The technology behind these new apps and coins is called a blockchain, which is basically just a fancy spreadsheet with some extra features. The difference is that it’s maintained by a network of computers around the world, each running complicated software that agrees on what’s in the database and then adds and confirms new entries. That makes the system extremely secure, since nobody can take it down or change its contents, and anyone who wants to attack it would have to hack into many computers at once.
Proponents of crypto say this makes it a powerful tool for recording information and value in a way that’s both secure and accessible to everyone. The system is also faster and more cost-effective than traditional record-keeping systems, and it can be used to verify identity and make payments. And it’s open source, which means developers can build on it and extend its capabilities without permission from a central authority.
But critics of crypto say it’s a bubble that’s driven by speculation, not an underlying technology that will have real-world applications. They point to the enormous price swings that have characterized Bitcoin’s rise and fall, as well as to reports of fraud and money-laundering. They also argue that cryptocurrencies aren’t really worth anything, and that buying them is just like buying Apple stock—you’re betting on the popularity of an idea rather than an actual product.
Some of that criticism is legitimate. The crypto world is deeply divided between right-wing Bitcoin maximalists who believe the currency will liberate them from government tyranny; left-wing Ethereum fans who want to overthrow big banks; and speculators with no ideological attachments who just want to make quick money. These communities fight with one another constantly and have wildly different ideas about what crypto should be.

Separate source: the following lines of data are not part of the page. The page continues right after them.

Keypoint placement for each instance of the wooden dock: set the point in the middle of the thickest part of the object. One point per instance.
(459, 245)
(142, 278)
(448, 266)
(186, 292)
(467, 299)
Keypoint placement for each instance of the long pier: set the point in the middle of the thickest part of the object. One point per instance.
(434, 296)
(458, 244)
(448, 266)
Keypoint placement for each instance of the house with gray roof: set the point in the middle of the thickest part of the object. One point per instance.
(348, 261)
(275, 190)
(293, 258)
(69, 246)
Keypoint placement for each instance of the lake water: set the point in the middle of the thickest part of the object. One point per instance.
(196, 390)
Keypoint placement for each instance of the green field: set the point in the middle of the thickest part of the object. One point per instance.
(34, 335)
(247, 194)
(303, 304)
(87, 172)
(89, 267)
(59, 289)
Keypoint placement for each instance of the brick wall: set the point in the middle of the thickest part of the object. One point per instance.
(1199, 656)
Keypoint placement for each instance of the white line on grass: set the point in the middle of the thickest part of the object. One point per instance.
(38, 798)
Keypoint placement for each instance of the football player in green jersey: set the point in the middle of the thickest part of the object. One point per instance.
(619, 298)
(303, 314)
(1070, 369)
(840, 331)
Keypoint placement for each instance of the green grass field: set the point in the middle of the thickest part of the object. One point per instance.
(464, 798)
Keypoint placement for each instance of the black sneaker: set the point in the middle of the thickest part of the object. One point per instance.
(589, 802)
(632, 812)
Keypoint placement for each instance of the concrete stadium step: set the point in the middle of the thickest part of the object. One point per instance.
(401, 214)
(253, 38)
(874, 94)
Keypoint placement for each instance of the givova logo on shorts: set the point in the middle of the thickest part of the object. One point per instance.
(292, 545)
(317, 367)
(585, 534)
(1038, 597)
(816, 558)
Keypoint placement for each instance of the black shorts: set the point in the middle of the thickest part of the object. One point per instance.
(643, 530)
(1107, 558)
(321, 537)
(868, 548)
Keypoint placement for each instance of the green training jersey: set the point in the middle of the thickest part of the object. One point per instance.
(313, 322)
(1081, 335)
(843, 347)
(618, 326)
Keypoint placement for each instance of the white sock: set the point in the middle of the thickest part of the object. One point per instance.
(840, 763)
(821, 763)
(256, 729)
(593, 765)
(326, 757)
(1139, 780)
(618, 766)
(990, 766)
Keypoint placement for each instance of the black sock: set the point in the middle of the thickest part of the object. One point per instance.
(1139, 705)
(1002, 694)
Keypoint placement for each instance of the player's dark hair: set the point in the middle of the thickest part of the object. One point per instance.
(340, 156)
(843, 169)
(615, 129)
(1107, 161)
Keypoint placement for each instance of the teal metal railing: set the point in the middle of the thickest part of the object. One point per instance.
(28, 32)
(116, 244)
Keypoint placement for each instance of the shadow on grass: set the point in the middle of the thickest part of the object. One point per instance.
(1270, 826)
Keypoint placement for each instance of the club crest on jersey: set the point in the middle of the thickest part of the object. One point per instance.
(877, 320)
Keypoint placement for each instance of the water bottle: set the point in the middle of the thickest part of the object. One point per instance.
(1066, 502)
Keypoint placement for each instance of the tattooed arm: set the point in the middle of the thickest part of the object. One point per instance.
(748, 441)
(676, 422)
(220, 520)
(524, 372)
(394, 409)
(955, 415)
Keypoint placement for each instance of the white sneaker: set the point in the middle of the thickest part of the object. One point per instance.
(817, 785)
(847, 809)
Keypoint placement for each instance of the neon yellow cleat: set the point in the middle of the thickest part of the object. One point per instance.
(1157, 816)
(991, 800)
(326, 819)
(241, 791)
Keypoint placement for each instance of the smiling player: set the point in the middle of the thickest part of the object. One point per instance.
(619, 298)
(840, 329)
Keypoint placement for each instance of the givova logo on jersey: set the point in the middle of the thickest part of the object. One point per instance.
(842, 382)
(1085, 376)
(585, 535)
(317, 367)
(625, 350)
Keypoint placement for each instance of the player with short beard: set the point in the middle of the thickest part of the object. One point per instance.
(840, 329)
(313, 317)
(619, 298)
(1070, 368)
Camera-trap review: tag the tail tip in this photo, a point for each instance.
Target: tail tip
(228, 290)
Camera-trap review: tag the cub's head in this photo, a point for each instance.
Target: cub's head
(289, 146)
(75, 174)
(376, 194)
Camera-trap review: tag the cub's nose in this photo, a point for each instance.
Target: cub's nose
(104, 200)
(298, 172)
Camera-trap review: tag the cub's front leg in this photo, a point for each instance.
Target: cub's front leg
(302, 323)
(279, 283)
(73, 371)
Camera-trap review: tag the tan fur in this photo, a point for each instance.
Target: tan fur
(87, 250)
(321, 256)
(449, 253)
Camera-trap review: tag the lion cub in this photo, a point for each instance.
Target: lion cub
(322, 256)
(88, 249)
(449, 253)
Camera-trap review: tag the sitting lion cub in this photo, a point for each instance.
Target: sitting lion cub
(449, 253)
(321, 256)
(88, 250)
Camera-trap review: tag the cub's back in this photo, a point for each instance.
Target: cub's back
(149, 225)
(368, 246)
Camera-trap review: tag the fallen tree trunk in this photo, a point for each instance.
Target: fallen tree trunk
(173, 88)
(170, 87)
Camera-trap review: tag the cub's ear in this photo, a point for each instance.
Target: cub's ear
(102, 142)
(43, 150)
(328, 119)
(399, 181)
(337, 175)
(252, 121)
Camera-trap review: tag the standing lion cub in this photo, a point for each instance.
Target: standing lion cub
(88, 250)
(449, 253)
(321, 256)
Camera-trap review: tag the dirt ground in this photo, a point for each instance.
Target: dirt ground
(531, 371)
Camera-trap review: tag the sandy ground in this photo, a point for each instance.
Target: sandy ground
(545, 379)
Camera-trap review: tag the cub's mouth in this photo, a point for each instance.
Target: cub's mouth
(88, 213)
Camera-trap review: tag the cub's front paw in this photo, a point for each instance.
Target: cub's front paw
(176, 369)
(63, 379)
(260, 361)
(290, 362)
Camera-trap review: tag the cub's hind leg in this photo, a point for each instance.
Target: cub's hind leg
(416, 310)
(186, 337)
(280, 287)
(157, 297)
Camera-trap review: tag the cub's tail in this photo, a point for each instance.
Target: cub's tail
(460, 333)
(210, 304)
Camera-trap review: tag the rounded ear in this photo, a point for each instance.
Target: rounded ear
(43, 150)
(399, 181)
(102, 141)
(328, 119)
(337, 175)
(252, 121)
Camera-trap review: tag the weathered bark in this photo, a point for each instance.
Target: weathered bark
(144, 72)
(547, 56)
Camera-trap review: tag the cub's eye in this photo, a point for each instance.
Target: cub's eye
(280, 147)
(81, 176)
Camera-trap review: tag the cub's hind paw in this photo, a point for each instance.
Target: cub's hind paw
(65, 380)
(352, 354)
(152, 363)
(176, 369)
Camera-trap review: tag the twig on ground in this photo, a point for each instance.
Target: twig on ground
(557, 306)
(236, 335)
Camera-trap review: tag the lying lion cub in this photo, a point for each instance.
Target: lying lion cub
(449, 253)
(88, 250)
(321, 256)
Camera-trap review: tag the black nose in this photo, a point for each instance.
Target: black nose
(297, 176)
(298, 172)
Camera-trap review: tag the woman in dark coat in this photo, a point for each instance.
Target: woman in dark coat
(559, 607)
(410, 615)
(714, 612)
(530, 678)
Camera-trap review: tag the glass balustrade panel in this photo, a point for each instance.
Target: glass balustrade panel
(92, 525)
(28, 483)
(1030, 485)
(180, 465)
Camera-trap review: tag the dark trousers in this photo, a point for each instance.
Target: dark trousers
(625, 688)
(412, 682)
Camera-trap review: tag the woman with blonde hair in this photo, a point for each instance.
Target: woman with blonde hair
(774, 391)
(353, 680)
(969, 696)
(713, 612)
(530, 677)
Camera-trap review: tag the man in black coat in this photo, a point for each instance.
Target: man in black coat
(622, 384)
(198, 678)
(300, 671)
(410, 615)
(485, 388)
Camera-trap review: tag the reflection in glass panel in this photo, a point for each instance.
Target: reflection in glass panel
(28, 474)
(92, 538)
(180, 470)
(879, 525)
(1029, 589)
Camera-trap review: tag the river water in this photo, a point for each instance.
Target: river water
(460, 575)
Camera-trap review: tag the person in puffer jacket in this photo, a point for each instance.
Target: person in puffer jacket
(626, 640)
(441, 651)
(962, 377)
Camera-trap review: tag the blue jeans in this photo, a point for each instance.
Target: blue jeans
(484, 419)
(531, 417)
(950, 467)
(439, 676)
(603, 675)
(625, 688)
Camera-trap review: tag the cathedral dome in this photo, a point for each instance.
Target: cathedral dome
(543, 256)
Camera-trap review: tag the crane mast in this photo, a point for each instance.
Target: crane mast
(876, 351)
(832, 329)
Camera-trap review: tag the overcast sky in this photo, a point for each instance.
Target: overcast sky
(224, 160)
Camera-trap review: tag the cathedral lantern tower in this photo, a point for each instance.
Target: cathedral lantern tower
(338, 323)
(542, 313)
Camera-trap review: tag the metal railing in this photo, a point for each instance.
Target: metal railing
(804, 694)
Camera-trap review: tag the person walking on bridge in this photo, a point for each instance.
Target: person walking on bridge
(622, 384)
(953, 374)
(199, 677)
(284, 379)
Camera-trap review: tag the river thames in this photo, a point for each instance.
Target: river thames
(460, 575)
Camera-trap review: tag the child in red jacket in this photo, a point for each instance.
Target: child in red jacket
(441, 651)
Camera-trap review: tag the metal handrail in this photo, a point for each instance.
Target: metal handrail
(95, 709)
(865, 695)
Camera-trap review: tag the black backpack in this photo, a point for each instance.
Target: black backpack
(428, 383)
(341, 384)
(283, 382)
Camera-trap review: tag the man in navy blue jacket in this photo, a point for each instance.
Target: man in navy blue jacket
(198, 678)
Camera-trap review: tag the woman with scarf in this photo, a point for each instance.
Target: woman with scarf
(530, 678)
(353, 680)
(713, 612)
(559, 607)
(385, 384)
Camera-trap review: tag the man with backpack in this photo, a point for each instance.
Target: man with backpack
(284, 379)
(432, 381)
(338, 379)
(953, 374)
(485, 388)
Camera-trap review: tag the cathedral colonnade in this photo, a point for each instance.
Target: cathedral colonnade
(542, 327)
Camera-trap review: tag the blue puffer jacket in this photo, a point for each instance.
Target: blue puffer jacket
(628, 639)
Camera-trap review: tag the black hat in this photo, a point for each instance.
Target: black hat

It’s also true that the blockchains that underpin cryptocurrencies use huge amounts of energy, mostly because of the computer software they run. This can consume as much as Thailand’s entire annual electricity consumption, according to Digiconomist, a website that tracks crypto energy usage. Critics also worry that if cryptos become mainstream, they’ll lead to an energy crisis as they replace cash, A.T.M.s that sit idle most of the day, and other power-hungry parts of our existing financial system. But those concerns are likely overblown. It’s worth remembering that our current financial system also uses a lot of energy, between the millions of bank branches and A.T.M.s and the mining of gold, oil and other natural resources.